RE: [PATCH v3 2/9] vfio/pci: Add a helper to look up PFNs for DMABUFs
From: Tian, Kevin
Date: Tue Jun 16 2026 - 05:31:39 EST
> From: Matt Evans <matt@xxxxxxxxxx>
> Sent: Tuesday, June 16, 2026 2:04 AM
>
> On 12/06/2026 09:42, Tian, Kevin wrote:
> >> From: Matt Evans <matt@xxxxxxxxxx>
> >> Sent: Wednesday, June 10, 2026 11:43 PM
> >>
> >> +int vfio_pci_dma_buf_find_pfn(struct vfio_pci_dma_buf *priv,
> >> + struct vm_area_struct *vma,
> >> + unsigned long address,
> >> + unsigned int order,
> >> + unsigned long *out_pfn)
> >> +{
> >> + /*
> >> + * Given a VMA (start, end, pgoffs) and a fault address,
> >> + * search the corresponding DMABUF's phys_vec[] to find the
> >> + * range representing the address's offset into the VMA, and
> >> + * its PFN.
> >> + *
> >> + * The phys_vec[] ranges represent contiguous spans of VAs
> >> + * upwards from the buffer offset 0; the actual PFNs might be
> >> + * in any order, overlap/alias, etc. Calculate an offset of
> >> + * the desired page given VMA start/pgoff and address, then
> >> + * search upwards from 0 to find which span contains it.
> >> + *
> >> + * On success, a valid PFN for a page sized by 'order' is
> >> + * returned into out_pfn.
> >> + *
> >> + * Failure occurs if:
> >> + * - The page would cross the edge of the VMA
> >> + * - The page isn't entirely contained within a range
> >> + * - We find a range, but the final PFN isn't aligned to the
> >> + * requested order.
> >> + *
> >> + * (Upon failure, the caller is expected to try again with a
> >> + * smaller order; the tests above will always succeed for
> >> + * order=0 as the limit case.)
> >> + *
> >> + * It's suboptimal if DMABUFs are created with neigbouring
> >
> > s/neigbouring/neighboring/
>
> Ah, not a typo. :) That is en_GB and AFAIK is permitted.

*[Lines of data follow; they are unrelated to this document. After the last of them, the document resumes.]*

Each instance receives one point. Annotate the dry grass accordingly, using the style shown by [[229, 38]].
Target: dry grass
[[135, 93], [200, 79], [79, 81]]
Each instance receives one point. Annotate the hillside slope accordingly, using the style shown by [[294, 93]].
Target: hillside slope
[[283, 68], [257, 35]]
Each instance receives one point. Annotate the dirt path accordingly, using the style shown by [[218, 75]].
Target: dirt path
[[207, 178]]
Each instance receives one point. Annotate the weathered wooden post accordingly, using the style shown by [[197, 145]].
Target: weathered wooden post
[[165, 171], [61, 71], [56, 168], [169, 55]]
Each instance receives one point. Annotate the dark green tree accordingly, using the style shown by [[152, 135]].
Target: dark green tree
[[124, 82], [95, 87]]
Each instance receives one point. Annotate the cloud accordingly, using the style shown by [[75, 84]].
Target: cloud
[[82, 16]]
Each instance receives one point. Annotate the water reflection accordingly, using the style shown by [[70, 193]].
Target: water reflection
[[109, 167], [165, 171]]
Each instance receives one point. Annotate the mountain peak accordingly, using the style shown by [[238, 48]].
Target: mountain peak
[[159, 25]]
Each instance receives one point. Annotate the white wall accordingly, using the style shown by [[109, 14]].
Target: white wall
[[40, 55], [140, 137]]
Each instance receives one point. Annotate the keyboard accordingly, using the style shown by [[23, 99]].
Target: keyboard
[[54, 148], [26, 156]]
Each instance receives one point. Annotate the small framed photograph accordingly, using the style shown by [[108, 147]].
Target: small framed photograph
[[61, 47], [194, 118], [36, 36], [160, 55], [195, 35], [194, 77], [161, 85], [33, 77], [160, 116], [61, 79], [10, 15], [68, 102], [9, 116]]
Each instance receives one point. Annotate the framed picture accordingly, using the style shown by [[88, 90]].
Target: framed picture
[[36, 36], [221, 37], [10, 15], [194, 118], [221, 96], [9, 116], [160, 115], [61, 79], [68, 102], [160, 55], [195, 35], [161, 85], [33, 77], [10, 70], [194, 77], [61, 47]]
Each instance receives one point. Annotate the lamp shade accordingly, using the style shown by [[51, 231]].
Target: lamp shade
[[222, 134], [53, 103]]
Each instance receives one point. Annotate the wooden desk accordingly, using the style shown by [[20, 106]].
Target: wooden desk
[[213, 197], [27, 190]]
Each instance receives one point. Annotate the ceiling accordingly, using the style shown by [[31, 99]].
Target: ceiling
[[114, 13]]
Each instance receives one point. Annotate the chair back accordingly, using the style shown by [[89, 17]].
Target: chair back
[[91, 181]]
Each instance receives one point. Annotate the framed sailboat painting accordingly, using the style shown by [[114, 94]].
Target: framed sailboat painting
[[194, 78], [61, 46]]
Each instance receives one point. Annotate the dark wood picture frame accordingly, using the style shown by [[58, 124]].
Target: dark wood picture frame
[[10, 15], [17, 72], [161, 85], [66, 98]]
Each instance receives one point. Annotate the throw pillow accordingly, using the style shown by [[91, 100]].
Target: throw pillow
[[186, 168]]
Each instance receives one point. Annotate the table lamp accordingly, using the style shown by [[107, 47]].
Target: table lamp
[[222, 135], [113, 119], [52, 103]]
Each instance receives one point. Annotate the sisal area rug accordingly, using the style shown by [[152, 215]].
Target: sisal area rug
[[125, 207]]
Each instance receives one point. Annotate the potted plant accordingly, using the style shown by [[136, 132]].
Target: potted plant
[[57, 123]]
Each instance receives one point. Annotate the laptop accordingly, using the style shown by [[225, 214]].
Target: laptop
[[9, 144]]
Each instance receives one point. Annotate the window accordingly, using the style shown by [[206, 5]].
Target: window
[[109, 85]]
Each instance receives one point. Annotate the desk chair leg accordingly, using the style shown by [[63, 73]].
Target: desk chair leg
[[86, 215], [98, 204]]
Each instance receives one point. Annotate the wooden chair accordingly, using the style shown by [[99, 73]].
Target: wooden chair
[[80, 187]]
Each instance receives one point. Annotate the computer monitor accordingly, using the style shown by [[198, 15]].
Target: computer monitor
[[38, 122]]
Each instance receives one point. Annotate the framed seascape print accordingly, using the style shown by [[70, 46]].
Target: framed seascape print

I guess you meant 'neighbouring' and 'neighboring' are both valid.
but here lacking a 'h' should be a typo? :)
> >> + */
> >> +
> >> + const unsigned long pagesize = PAGE_SIZE << order;
> >> + unsigned long vma_off = ((vma->vm_pgoff - priv->vma_pgoff_adjust)
> >> <<
> >> + PAGE_SHIFT) & VFIO_PCI_OFFSET_MASK;
> >> + unsigned long rounded_page_addr = ALIGN_DOWN(address,
> >> pagesize);
> >> + unsigned long rounded_page_end = rounded_page_addr + pagesize;
> >> + unsigned long page_buf_offset;
> >> + unsigned long page_buf_offset_end;
> >
> > what about "fault_offset[_end]"? page_buf is a bit confusing.
>
> I went round several times with these names, thanks for the input. Just
> tried it out and your suggestion is clearer.
>
> >> + unsigned long range_buf_offset = 0;
> >
> > could this be called 'range_start' then the 'range_start' in latter loop
> > is renamed to 'phys_start'?
> >
> > Not strong... just feel such naming helps me understand the logic easier
>
> Anything that helps helps, thanks. I ended up renaming this to
> range_start_offset (as offset is IMHO important).
>
> I'm a fan of diagrams but this is too large to include in a comment.
> But for posterity on the list, and using the new names, an illustration
> of a DMABUF with 3 ranges in phys_vec, where a mapping's
> faulting page offset lies in range [1]:
>
> fault_addr--+
> v VMA
> +-----------------+----------+-----------------+
> | | Faulting | |
> | | (hg)page | |
> | | | |
> |---- vma_off ---->+-----------------+----------+-----------------+
> | . .
> | . .
> |--------- fault_offset ------------>. . DMABUF
> +-------------------------+---------------------------+--------------+
> | phys_vec[0] | phys_vec[1] . | phys_vec[2] |
> | .paddr | . . | |
> | .len | . . | |
> +-------------------------+---------------------------+--------------+
> 0 : . . : L
> |-- range_start_offset -->: . . -->: range_len
> : . . :
> V . . :
> +----------+----------+-----+
> |.paddr | PFN | |
> | | | |
> | | | |
> +----------+----------+-----+
> P
>
> P = paddr + (fault_offset - range_start_offset)
> L = sum(phys_vec[0...2].len)
>
yes, much clearer now.